On Thursday, the University of Idaho announced that it will move down from FBS to FCS, rejoining the Big Sky Conference in 2018. It becomes the first football program to move down from the highest division in over two decades.

And it might not be the only one mulling that move. Both Eastern Michigan and Massachusetts, facing mounting athletic department deficits, are under pressure from their own faculty to consider taking similar steps.

Idaho’s announcement came just days after the Big Ten is reported to be getting a massive new TV contract with Fox Sports that will pay the conference $250 million annually for half of its first-tier media rights. By the time the Big Ten is finished negotiating, each conference school is projected to receive more than $40 million per season through 2023. And oh, Michigan just inked its $173 million apparels deal with Nike, joining Ohio State, Texas and Notre Dame as schools receiving a new windfall this year.
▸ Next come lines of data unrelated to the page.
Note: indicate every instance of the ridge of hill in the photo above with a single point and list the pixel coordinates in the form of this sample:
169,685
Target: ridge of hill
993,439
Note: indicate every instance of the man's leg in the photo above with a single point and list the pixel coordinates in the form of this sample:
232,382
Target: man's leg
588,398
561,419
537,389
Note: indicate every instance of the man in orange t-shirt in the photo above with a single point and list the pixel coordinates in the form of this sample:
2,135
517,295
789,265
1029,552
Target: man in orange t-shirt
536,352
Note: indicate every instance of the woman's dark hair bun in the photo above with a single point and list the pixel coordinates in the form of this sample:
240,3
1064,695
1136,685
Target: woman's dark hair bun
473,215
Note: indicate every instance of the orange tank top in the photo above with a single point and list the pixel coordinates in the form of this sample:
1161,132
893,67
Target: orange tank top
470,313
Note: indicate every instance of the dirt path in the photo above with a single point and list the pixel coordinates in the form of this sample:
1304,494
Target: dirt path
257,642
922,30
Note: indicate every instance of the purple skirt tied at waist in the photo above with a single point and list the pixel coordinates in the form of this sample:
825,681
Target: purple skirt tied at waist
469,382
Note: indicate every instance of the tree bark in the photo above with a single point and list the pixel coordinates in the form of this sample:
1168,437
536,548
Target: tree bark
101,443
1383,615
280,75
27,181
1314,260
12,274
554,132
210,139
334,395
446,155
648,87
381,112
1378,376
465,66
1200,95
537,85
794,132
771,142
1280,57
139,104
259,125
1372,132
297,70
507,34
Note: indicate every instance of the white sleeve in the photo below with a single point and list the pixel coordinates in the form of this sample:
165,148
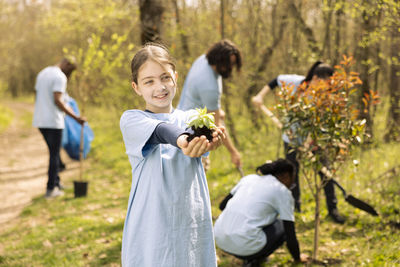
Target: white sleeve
239,185
286,206
136,130
59,84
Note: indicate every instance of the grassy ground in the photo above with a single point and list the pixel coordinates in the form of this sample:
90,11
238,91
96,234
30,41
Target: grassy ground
5,118
88,231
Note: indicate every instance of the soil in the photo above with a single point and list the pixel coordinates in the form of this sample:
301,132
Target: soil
23,165
201,131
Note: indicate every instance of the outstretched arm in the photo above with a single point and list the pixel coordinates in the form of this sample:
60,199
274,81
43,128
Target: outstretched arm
200,145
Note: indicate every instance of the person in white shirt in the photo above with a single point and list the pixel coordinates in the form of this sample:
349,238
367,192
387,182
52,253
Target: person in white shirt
50,107
258,215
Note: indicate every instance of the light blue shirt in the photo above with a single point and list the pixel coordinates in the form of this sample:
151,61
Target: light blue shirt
257,202
202,87
47,114
168,222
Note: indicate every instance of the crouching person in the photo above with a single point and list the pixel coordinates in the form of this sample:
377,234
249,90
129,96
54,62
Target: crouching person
258,215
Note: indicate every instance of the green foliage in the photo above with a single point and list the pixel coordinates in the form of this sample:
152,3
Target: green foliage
320,118
6,117
103,72
88,231
201,119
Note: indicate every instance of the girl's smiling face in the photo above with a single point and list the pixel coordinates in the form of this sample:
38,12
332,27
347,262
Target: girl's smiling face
157,85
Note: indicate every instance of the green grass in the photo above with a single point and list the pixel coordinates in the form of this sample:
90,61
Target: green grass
88,231
6,116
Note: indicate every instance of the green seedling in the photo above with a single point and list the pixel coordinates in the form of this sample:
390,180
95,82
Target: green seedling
202,123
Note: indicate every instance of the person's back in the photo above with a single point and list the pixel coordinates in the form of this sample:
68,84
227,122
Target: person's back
257,201
47,115
202,87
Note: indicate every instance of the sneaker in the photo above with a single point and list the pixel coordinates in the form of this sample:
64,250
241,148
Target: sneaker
255,262
336,216
62,167
60,186
53,193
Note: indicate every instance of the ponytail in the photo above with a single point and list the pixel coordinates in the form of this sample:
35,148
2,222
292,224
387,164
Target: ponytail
310,72
275,168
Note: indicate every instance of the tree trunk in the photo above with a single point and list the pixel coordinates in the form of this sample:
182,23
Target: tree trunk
326,48
181,32
307,31
338,56
316,223
393,122
265,58
151,16
222,19
318,187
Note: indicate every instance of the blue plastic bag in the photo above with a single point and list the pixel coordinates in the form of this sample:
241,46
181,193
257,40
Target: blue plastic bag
71,137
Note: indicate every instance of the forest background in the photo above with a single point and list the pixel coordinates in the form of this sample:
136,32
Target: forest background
275,37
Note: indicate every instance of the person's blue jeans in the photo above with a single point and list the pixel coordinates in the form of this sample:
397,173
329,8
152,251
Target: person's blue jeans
53,138
275,233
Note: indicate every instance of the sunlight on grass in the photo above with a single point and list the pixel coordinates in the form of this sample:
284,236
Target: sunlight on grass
88,231
6,116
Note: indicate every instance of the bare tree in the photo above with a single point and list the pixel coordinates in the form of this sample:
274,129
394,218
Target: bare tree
181,32
363,56
151,14
393,122
304,28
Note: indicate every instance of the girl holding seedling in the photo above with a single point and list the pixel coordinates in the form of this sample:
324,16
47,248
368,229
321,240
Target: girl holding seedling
257,215
168,221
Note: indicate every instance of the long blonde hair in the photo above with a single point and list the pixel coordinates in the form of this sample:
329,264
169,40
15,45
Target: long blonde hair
151,51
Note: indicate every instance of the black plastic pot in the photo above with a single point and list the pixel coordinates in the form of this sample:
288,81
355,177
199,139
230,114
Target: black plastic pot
80,188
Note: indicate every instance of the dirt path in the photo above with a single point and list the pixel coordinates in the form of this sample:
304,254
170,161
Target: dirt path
23,164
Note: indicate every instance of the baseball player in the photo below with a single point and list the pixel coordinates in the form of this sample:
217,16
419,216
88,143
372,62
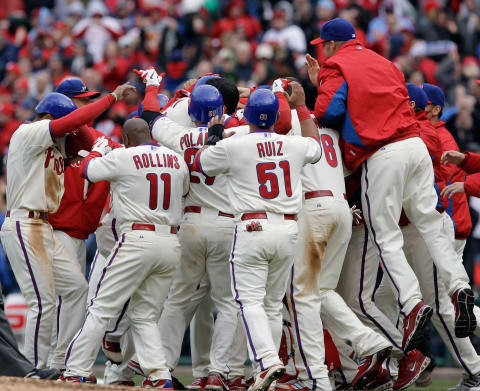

All this makes the gap between college sports’ haves and have-nots all the more yawning. While the name brand powerhouses work on athletic budgets north of $100 million per year, their non-power 5 brethren must make do with just a few million.

This economic model is not sustainable for half of the FBS schools. A permanent split may be coming sooner than you think.

* Kangaroo court justice

This week the NCAA sent North Carolina an amended notice of allegations with regard to the university’s decade-long academic fraud case. By all interpretations, the NCAA intends to go easy on UNC’s money-making men’s basketball and football programs while dropping the hammer on the women’s basketball program.

This would fulfill the prophesy of the late Jerry Tarkanian, who spent nearly his entire career jousting with the compliance bureaucrats: “The NCAA is so mad at Kentucky it’s gonna give Cleveland State another two years of probation.”

But the NCAA’s uneven hand in doling out punishment will be facing a real test in a real court very soon. Former USC assistant coach Todd McNair’s defamation lawsuit against the NCAA is cleared to proceed in California courts, which likely will expose the organization’s many shortcomings, not to mention cost it millions.

The McNair case is a result of the NCAA’s – as considered by most – unjustly harsh sanctions levied against the Trojans in the Reggie Bush scandal. At this point, there is nearly little doubt that the NCAA will choose to settle with McNair instead of airing its dirty laundry in front of a real judge. But in any event, NCAA jurisprudence is now just an oxymoron to anyone who’s paying attention.

* Pay for play

And all this comes after the NCAA already lost a landmark decision in federal court. But the Ed O’Bannon case may be proceeding to the U.S. Supreme Court as the issue of whether and how much the NCAA must pay its student-athletes remains to be settled. For now, the NCAA wants to get off the hook of having to pay the plaintiffs $42.3 million in court costs.

Whatever the outcome of the O’Bannon case on appeal, the practice of depending on the players to make millions while denying them from making a dime is coming to an end. The day of some form of compensation is coming, and soon the NCAA may not be able to restrict players from profiting from their own likeness or autographs.

All these developments are making Mark Emmert and Co. squirm in their Indianapolis headquarters. Rest assured that the NCAA will not exist in its current constitution within a few years. Its day of reckoning is nigh.